The Four Hierarchical Levels of Substances in Germ Plasm Theory

In the germ plasm theory, Weismann describes a structure that contains four hierarchical levels of substances within each cell.

The first level, which is also the lowest, are the biphors. These are minute units that will make up the whole cell when they are brought together collectively. In this theory, it is the biphors that are responsible for the growth and metabolism of each cell, involving numerous chemical molecules.

The second level of substances is the determinants. The determinants are the primary constituents of the germ plasm which hold the hereditary data that needs to be transferred to another cell. The biphors work with the determinants in order to determine the variability and phenotype of each cell.

The third level provides us with the id. These are the aggregates of the determinants.

The fourth and final level are the idants. These are the aggregates of the ids and are essentially a recognition of chromosomes and their function.

According to the germ plasm theory, the ids reduce their number through cell division, so each cell contains fewer determinants and ids than previous cells. This led Weismann to claim that only one determinant would be active within body cells and that others would remain inactive, allowing the cell to have a specific phenotype.

Germ Plasm Theory and Regeneration

Since the process of germ plasma had to go across all forms of human and animal life, Weismann recognized the need for his theory to incorporate monogenic reproduction into its process. Some organisms use asexual reproduction, which means a new organism comes from a single parent instead of having the genetics of two parental cells.

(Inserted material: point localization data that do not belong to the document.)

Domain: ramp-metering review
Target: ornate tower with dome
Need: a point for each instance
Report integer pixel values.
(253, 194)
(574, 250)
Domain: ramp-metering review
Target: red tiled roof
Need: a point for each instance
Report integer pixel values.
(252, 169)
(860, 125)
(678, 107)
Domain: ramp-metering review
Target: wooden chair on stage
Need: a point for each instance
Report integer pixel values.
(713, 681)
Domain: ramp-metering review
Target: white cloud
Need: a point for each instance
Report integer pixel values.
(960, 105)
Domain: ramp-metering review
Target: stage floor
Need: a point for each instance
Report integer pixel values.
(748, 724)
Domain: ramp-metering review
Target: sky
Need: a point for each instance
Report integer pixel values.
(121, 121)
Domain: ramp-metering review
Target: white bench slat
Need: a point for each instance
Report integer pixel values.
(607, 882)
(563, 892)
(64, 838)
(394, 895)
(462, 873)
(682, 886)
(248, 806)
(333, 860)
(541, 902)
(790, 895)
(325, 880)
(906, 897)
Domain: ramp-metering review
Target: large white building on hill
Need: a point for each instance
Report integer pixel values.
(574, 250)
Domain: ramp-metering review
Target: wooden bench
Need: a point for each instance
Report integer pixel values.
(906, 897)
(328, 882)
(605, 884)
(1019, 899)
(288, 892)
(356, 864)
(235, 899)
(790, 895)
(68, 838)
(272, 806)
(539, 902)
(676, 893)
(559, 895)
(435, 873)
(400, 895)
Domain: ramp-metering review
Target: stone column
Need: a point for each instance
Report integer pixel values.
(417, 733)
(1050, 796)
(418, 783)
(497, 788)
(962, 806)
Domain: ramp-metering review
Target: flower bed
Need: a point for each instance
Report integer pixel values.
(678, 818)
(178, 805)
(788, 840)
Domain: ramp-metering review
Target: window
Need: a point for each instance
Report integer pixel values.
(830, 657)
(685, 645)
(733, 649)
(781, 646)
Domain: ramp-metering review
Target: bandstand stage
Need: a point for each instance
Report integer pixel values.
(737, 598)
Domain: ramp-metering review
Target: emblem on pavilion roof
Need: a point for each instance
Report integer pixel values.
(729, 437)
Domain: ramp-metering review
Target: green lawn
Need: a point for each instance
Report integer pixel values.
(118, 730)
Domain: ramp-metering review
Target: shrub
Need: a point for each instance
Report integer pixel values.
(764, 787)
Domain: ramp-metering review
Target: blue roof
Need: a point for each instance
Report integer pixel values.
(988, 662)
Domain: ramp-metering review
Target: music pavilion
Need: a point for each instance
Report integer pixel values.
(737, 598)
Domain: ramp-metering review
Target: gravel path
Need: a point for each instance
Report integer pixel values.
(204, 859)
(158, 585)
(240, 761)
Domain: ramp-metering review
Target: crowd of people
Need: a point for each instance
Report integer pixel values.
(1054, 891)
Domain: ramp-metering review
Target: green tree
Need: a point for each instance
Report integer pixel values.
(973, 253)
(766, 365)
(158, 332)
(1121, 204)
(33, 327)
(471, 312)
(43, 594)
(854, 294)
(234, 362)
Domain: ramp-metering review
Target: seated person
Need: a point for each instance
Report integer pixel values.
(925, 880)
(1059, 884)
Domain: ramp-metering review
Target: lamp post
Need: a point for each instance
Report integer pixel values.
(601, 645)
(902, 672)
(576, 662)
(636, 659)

Weismann determined that there were two causes that could allow body parts to be regenerated or asexual reproduction to be able to occur.

1. The cells that are able to regenerate lost body parts do so because they have not aged enough to lose their germ plasm.
2. The cells are able to regenerate because they remained inactive and were only activated when there was a specific task that needed to be accomplished.

The issue with these processes, as outlined by the germ plasm theory, is that fission and gemmation are deemed to be distinct processes. Weismann claimed that gemmation was caused by an ability of the germ plasm in a cell to be doubled once an egg was fertilized. By bringing two sources of germ plasm together, one doubled cell could be created.

Fission, Weismann argued, was the bringing together of two determinants instead. This process could then stand out on its own or potentially circulate throughout the bloodstream, activating when it was called upon to transmit information.

The Importance of the Weismann Barrier

For more than 20 years, Weismann defended his theory against critics, often changing components of his theory in response to their criticisms. Yet the very fact that a distinction between soma cells and germ cells was created, leading to the formation that would be come to called the Weismann barrier, would help to lead us toward our modern understanding of genetics and how hereditary information passes from cell to cell.

Modern science has also shown that chemical modification of nucleotide bases can constitute genetic coding and that some information can be transferred when Weismann suggested that it would not be possible to do. These changes, referred to as “epigenetic,” do not alter the nucleotide sequences.

Although the germ plasm theory is not generally considered to be accepted today, Weismann created a decades-long debate that inspired researchers and scientists to understand much more about the basic foundations of the human body. Genetic information may be readily lost in somatic cells in some animals, but as a universal theory, it struggles to stand up underneath the weight of modern scientific findings.